Pick of the thinnings and cuttings
Despite the lows, gardening is inherently an optimistic activity. And the returns – though modest due to the size of our plot – cheer the spirit. A fortnight ago we picked our first broad beans. As a dozen pods hardly constituted a portion, we supplemented them with more from our local greengrocer’s. Following a ritual comparative tasting of our precious broad beans, Mr M declared, without a hint of competitiveness or smugness, that ours were fresher and more subtle in flavour.
This season also saw our gooseberry bush come into its own. Before we headed off to Greece it was heaving under the weight of tough green berries and by mid-June the little fruit had transformed themselves into plump tart gooseberries. Thinning out the heaviest branches provided enough berries for a pie, with the second thinning resulting in two jars of gooseberry and orange chutney.

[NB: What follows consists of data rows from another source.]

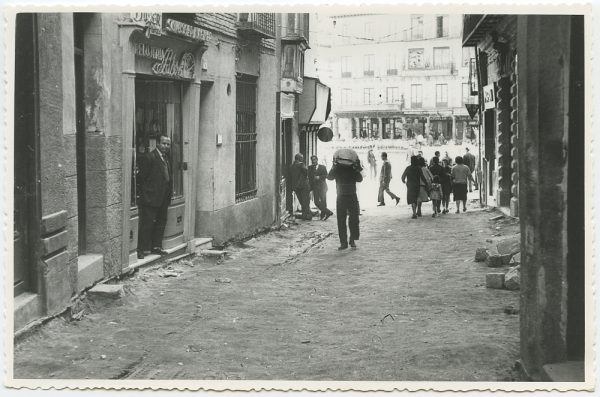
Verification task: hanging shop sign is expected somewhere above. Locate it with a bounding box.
[134,43,195,80]
[129,12,162,35]
[165,19,212,41]
[483,83,496,110]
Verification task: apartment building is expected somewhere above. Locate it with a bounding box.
[318,14,477,142]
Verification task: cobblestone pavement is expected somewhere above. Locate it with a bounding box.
[14,197,519,381]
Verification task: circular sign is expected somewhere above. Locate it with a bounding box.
[317,127,333,142]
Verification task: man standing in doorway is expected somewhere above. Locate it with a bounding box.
[377,152,400,207]
[290,153,312,221]
[137,136,173,259]
[463,148,477,192]
[308,156,333,221]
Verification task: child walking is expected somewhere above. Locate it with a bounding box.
[429,175,442,218]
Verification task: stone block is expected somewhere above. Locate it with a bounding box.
[485,254,510,267]
[88,284,124,299]
[485,273,504,289]
[77,254,104,291]
[504,266,521,291]
[475,248,489,262]
[509,252,521,266]
[44,264,72,315]
[496,235,521,256]
[41,210,67,236]
[41,230,69,256]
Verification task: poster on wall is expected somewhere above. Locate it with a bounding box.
[483,83,496,110]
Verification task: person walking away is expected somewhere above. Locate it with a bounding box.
[137,136,173,259]
[327,158,363,250]
[429,175,442,218]
[308,156,333,221]
[429,150,440,166]
[367,149,377,179]
[439,160,452,214]
[417,157,433,216]
[377,152,400,207]
[429,157,444,176]
[450,156,473,214]
[463,148,477,192]
[290,153,312,221]
[442,152,452,167]
[402,156,423,219]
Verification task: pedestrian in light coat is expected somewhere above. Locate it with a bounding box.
[308,156,333,221]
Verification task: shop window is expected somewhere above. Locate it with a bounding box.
[131,77,183,206]
[235,76,257,203]
[435,84,448,108]
[385,87,398,103]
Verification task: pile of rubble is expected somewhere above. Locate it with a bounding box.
[475,221,521,290]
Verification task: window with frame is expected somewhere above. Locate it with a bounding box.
[341,57,352,78]
[363,54,375,77]
[386,53,398,76]
[462,47,475,66]
[385,87,400,103]
[435,15,448,37]
[235,76,257,203]
[435,84,448,108]
[408,48,425,69]
[462,83,471,105]
[365,22,373,39]
[410,84,423,109]
[433,47,450,69]
[363,88,373,105]
[341,88,352,105]
[410,15,423,40]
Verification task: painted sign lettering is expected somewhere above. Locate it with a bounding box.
[165,19,211,41]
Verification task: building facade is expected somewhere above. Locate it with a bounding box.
[318,14,476,142]
[463,15,592,381]
[14,13,281,329]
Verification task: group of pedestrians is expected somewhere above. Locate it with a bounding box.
[402,148,477,219]
[290,148,477,250]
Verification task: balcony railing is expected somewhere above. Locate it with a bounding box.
[463,14,503,47]
[236,12,275,39]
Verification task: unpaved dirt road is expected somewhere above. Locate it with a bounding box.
[14,201,519,381]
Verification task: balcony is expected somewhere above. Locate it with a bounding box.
[463,14,503,47]
[236,12,275,39]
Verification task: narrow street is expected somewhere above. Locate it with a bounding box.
[14,201,519,381]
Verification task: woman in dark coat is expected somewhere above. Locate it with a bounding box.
[439,160,452,214]
[402,156,423,219]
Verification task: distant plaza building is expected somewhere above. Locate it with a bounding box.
[318,14,477,143]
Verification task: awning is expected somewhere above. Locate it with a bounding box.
[298,77,331,125]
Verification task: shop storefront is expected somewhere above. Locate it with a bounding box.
[121,14,210,263]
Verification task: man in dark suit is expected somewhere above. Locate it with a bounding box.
[290,153,312,220]
[308,156,333,221]
[463,148,477,192]
[138,136,173,259]
[377,152,400,207]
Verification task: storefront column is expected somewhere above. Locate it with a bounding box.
[452,115,458,143]
[496,77,511,207]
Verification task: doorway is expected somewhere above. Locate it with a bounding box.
[129,75,187,258]
[13,13,39,296]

This year, longing for colour and frivolity, I added flowers to our tiny front garden and back bed. I lovingly planted out seed-sown nasturtiums, stocks, calendula, bells of Ireland, godetia, cornflower… in May. In the past few weeks the nasturtiums erupted in all their orange and red glory. Their vibrancy cheers me every time I pass the landing window and is radically changing my relationship with colour. And my heart leapt when the jolly calendula blooms appeared, drawing hover flies and ladybirds that are (hopefully) gorging themselves on the hordes of aphids.
And then there are the stocks… These country garden flowers may conjure up images of aged spinsters in twinsets and pearls but you cannot beat them for fragrance! Planted out in pots on the steps to our front door, their heady scent delights us every time we venture out or return home. Lack of planting space has necessarily curbed my ambitions so abundant bouquets of cut flowers were never really on the cards. However, a few sprigs of stock teamed with a cluster of roses in a bud vase bring the scent of summer into our home and more pleasure than a bouquet of resource hungry imported flowers.
As I move into the height of summer and brace myself for the vagaries of the British weather, my attention moves from sowing to tending the summer vegetables and planning autumn and winter crops. Months of watering (possibly), feeding (definitely) and harvesting (hopefully) lie ahead but for now I can celebrate the early successes and enjoy the satisfaction of meeting at least some of our needs and wants from the produce of our ‘micro-holding’.